Manufacturing and Production Approach
While the Soviet Union and Germany had different development and manufacturing approaches for their air forces, both recognized the importance of providing ground support to their respective armies. Both air forces were heavily involved in supporting ground troops, particularly during the early years of the war. Both the Soviet Union and Germany used dive bombers during the war.
The Soviet Union developed the Il-2 Sturmovik, which was heavily armored and armed with cannons and rockets and was used for ground-attack missions. Germany, on the other hand, used the Ju-87 Stuka dive bomber, which was also used for ground-attack missions and was known for its distinctive siren. Neither nation believed in nor developed a strategic bombing capability such as the United Kingdom and the United States did.
Both the Soviet Union and Germany faced challenges with production during the war. Many Soviet factories stood in the path of the 1941 German invasion and aircraft manufacturers were not an exception. Many of these factories relocated equipment, machine tools and personnel east of the Ural Mountains. For example, the Moscow factory producing the Yak-1 fighter was bombed resulting in the decision to move 1,600 kilometers to western Siberia. Three months after the relocation the new facility was turning out a higher number than the previous one.
Germany faced challenges with production due to Allied strategic bombing raids and shortages of resources. Even with their factories being specifically targeted Germany turned out their highest number, almost 40,000, of planes in 1944.
The Battle of Kursk
Operation Citadel, also known as The Battle of Kursk, is renown as the largest tank battle ever. However, by some measures it was the largest German-Soviet air battle as well. Germany had 2,110 aircraft assigned to this operation and the Soviets had 2,792 defend the Kursk salient.

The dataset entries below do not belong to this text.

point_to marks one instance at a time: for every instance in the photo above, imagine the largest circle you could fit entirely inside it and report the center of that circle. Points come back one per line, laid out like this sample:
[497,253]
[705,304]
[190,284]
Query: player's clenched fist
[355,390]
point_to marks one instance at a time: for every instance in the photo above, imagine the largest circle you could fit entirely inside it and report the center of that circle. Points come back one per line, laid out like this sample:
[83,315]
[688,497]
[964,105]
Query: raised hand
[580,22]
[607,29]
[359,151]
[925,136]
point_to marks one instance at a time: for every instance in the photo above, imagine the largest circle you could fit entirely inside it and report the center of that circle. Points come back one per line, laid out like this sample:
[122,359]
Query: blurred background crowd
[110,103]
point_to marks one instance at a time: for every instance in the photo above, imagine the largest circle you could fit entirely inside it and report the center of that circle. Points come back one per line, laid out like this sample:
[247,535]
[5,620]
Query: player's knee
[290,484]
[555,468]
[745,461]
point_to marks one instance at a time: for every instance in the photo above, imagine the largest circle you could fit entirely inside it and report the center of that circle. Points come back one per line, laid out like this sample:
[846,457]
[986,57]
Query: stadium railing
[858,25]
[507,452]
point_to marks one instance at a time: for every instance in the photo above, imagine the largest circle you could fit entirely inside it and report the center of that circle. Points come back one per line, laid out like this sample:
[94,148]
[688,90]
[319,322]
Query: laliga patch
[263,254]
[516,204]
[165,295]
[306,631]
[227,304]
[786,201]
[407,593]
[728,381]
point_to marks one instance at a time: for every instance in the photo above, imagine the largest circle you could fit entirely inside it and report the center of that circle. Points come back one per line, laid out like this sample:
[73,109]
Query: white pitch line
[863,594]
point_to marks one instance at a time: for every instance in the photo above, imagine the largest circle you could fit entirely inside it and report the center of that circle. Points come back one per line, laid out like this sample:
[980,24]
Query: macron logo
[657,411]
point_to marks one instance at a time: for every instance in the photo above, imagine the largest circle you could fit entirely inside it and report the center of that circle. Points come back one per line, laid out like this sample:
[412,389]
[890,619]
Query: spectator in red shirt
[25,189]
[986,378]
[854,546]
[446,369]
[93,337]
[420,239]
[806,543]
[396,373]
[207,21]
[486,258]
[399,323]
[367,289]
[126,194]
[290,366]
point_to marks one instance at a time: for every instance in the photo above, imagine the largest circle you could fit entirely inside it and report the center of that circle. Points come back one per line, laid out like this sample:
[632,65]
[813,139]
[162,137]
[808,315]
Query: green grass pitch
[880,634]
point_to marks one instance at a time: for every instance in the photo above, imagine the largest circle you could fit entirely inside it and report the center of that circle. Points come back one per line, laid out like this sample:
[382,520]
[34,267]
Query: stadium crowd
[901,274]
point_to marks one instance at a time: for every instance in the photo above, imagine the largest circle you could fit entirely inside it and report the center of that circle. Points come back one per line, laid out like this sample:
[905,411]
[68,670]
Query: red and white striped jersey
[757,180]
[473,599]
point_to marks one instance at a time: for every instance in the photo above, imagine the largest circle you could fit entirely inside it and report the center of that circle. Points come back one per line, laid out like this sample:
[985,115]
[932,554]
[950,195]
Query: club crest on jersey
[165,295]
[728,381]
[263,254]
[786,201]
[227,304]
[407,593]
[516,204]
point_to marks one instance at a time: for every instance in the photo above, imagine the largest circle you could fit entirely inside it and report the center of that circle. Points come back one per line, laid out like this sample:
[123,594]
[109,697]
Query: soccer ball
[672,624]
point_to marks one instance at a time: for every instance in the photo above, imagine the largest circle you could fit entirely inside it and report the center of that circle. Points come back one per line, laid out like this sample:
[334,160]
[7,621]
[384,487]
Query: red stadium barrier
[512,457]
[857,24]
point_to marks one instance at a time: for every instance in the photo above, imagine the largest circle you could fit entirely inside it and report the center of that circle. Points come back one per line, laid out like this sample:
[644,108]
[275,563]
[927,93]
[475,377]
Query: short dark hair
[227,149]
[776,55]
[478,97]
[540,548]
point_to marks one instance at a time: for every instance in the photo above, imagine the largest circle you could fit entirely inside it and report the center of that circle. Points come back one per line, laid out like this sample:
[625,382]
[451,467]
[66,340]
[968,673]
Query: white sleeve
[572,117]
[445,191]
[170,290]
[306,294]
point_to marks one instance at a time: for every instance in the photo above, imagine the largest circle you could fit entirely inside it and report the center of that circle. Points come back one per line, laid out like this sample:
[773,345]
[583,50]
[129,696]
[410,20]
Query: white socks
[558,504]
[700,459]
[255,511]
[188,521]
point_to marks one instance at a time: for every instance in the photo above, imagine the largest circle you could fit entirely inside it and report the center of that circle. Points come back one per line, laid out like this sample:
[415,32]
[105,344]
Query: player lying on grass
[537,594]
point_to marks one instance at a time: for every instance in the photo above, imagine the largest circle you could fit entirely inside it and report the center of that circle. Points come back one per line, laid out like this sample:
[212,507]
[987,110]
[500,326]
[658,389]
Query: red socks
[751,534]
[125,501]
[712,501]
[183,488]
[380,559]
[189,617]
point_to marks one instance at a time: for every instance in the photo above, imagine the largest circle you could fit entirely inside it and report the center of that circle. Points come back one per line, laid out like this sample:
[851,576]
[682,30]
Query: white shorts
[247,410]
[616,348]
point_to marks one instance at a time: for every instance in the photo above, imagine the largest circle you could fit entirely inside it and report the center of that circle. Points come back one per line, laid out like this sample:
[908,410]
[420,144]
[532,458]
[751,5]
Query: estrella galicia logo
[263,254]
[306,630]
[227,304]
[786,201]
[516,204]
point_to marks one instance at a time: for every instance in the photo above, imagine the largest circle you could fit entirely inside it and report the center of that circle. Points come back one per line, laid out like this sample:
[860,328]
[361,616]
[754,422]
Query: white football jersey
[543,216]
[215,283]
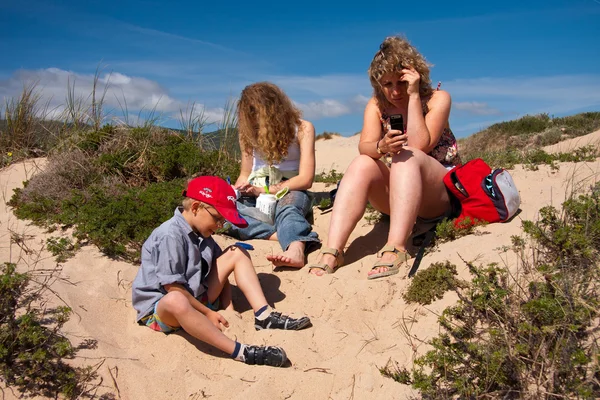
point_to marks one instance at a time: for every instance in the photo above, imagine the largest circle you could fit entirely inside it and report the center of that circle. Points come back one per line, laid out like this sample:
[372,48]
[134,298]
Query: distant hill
[528,132]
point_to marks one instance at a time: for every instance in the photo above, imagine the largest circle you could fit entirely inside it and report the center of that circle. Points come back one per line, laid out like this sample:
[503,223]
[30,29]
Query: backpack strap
[428,238]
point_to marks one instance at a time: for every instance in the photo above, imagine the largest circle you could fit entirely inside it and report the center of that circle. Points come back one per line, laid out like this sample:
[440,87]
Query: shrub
[61,248]
[525,335]
[32,349]
[329,177]
[430,284]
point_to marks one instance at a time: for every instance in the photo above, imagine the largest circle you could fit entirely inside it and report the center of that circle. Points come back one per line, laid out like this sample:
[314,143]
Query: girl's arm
[306,171]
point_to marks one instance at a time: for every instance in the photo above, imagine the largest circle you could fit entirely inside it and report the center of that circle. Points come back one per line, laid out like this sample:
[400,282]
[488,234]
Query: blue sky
[498,60]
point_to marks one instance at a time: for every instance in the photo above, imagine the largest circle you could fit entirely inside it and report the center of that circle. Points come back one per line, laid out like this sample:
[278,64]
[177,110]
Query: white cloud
[582,89]
[122,93]
[326,108]
[474,107]
[334,85]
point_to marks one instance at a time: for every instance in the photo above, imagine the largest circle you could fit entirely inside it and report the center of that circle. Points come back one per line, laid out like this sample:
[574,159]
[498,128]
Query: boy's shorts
[153,321]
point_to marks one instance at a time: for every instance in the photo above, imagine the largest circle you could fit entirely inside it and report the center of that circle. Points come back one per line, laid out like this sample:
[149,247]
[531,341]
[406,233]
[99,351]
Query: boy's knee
[174,303]
[233,254]
[364,162]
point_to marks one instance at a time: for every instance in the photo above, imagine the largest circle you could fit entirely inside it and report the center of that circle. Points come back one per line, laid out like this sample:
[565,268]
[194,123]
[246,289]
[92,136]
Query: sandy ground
[358,324]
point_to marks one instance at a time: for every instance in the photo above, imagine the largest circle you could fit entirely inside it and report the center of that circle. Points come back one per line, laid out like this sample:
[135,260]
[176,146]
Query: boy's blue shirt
[173,253]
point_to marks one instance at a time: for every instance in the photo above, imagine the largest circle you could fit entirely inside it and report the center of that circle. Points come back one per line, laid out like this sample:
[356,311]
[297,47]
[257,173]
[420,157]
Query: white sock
[238,353]
[264,314]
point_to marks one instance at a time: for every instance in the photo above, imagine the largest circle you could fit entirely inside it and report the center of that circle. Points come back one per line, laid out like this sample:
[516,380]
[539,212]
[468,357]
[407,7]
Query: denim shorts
[154,322]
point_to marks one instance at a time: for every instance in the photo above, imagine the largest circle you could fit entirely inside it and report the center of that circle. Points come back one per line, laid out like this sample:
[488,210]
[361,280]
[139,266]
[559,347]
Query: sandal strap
[339,255]
[388,248]
[321,266]
[330,250]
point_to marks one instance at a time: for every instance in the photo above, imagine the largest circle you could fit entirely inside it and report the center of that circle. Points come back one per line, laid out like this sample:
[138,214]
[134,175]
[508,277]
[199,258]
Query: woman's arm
[424,132]
[306,170]
[370,137]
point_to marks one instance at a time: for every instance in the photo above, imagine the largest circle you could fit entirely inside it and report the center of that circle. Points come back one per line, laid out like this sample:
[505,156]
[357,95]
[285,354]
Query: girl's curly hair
[394,53]
[267,121]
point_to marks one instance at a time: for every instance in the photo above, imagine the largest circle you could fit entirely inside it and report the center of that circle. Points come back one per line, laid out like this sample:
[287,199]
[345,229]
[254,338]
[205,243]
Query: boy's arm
[213,316]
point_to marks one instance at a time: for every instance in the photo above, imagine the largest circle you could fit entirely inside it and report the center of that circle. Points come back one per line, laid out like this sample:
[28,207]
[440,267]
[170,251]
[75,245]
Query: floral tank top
[446,151]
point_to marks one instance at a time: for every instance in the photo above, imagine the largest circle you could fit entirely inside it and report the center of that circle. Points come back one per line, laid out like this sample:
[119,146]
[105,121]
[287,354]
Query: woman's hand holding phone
[393,141]
[395,138]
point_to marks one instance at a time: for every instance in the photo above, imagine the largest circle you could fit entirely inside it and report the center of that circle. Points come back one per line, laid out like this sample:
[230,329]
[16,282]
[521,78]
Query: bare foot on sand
[292,257]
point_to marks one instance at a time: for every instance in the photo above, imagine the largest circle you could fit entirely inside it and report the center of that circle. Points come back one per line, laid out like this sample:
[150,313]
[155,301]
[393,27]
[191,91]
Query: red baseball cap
[219,194]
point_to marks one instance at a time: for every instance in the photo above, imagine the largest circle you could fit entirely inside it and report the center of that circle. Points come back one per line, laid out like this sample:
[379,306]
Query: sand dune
[357,323]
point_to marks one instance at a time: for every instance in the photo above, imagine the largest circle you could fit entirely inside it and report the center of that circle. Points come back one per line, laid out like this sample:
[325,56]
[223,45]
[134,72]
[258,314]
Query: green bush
[32,349]
[329,177]
[526,335]
[61,248]
[432,283]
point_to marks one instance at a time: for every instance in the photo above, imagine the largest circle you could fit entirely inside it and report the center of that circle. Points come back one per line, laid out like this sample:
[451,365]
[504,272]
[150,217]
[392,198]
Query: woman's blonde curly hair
[267,121]
[394,53]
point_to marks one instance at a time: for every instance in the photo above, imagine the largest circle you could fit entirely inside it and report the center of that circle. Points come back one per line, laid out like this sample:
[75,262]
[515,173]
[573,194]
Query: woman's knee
[364,168]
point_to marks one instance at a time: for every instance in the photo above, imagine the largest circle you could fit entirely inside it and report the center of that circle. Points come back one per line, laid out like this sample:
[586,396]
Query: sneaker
[276,320]
[265,355]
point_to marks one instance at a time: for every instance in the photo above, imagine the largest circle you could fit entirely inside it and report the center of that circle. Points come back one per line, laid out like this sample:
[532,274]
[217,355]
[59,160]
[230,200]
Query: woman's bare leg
[365,180]
[416,189]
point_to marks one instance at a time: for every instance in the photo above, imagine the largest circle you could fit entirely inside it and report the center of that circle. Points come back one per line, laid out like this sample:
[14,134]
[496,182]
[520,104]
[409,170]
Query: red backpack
[484,195]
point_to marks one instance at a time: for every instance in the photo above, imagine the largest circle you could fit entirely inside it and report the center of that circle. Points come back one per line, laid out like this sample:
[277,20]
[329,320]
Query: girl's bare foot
[292,257]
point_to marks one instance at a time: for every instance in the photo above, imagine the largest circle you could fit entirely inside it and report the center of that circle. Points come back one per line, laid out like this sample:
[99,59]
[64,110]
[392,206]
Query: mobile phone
[397,122]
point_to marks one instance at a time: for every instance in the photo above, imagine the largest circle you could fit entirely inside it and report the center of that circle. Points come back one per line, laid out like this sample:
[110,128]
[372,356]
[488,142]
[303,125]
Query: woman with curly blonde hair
[401,165]
[278,151]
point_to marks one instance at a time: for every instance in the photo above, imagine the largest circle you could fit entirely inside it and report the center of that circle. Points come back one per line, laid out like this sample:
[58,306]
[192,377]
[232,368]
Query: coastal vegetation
[527,334]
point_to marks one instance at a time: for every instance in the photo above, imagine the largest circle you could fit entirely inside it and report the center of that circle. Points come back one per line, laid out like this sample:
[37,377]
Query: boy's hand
[250,190]
[217,319]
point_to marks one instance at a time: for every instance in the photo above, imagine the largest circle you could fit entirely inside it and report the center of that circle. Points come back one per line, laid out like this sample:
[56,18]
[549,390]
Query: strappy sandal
[339,261]
[393,267]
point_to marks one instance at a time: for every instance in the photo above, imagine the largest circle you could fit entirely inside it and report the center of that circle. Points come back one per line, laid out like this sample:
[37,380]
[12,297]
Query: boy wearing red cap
[184,276]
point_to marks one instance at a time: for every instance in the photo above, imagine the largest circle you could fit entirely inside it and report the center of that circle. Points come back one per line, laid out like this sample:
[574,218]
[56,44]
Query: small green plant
[329,177]
[372,216]
[394,371]
[324,203]
[432,283]
[447,231]
[32,349]
[62,248]
[528,334]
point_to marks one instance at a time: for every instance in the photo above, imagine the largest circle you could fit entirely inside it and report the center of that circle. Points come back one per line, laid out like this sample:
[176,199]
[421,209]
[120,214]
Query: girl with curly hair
[399,171]
[278,151]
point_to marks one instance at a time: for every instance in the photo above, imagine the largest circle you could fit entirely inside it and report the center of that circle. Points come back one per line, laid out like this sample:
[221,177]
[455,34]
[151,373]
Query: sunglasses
[219,220]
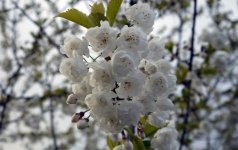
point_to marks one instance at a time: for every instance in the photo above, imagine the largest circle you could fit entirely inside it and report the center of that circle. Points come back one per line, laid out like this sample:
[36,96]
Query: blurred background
[201,37]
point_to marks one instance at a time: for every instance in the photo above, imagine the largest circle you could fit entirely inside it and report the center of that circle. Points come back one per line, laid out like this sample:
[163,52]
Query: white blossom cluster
[129,80]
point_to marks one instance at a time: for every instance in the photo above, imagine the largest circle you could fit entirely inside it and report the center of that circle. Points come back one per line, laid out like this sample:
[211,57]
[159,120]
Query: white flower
[129,112]
[165,139]
[171,83]
[148,101]
[147,67]
[111,124]
[103,37]
[101,104]
[157,84]
[165,104]
[74,46]
[164,66]
[101,77]
[156,49]
[122,64]
[73,68]
[131,85]
[158,118]
[141,15]
[132,38]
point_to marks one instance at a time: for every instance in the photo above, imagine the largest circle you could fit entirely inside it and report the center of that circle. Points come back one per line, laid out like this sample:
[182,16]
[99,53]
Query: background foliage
[33,113]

Prior to the Battle of Kursk, the Luftwaffe percentage of planes on the Eastern Front had fallen from approximately 60% of their total aircraft to approximately 40%. These planes were now assigned to North Africa or defending Germany from US and UK strategic bombing over their homeland. To compound this aerial disadvantage the Soviets succeeded in luring the Luftwaffe to attack dummy airfields while the Soviet aircraft destroyed 500 Luftwaffe aircraft on the ground.
1944 Production Numbers
Although Germany’s production number of 39,600 was almost identical to the Soviet’s 40,000 they could not dedicate all their aircraft to one front as the Soviets could. The rate at which Germany was losing aircraft to nonoperational causes was skyrocketing. In 1944 Germany lost 34,157 aircraft of which 9,872 were from nonoperational causes. Additionally, German pilot training dwindled, aviation fuel became scarce and of a lower quality, aircraft manufacturing was driven underground causing quality issues, and factories ran low on coal to power their production. The raw production numbers only tell part of the story as the Luftwaffe was being subjected to a death of a 1,000 cuts.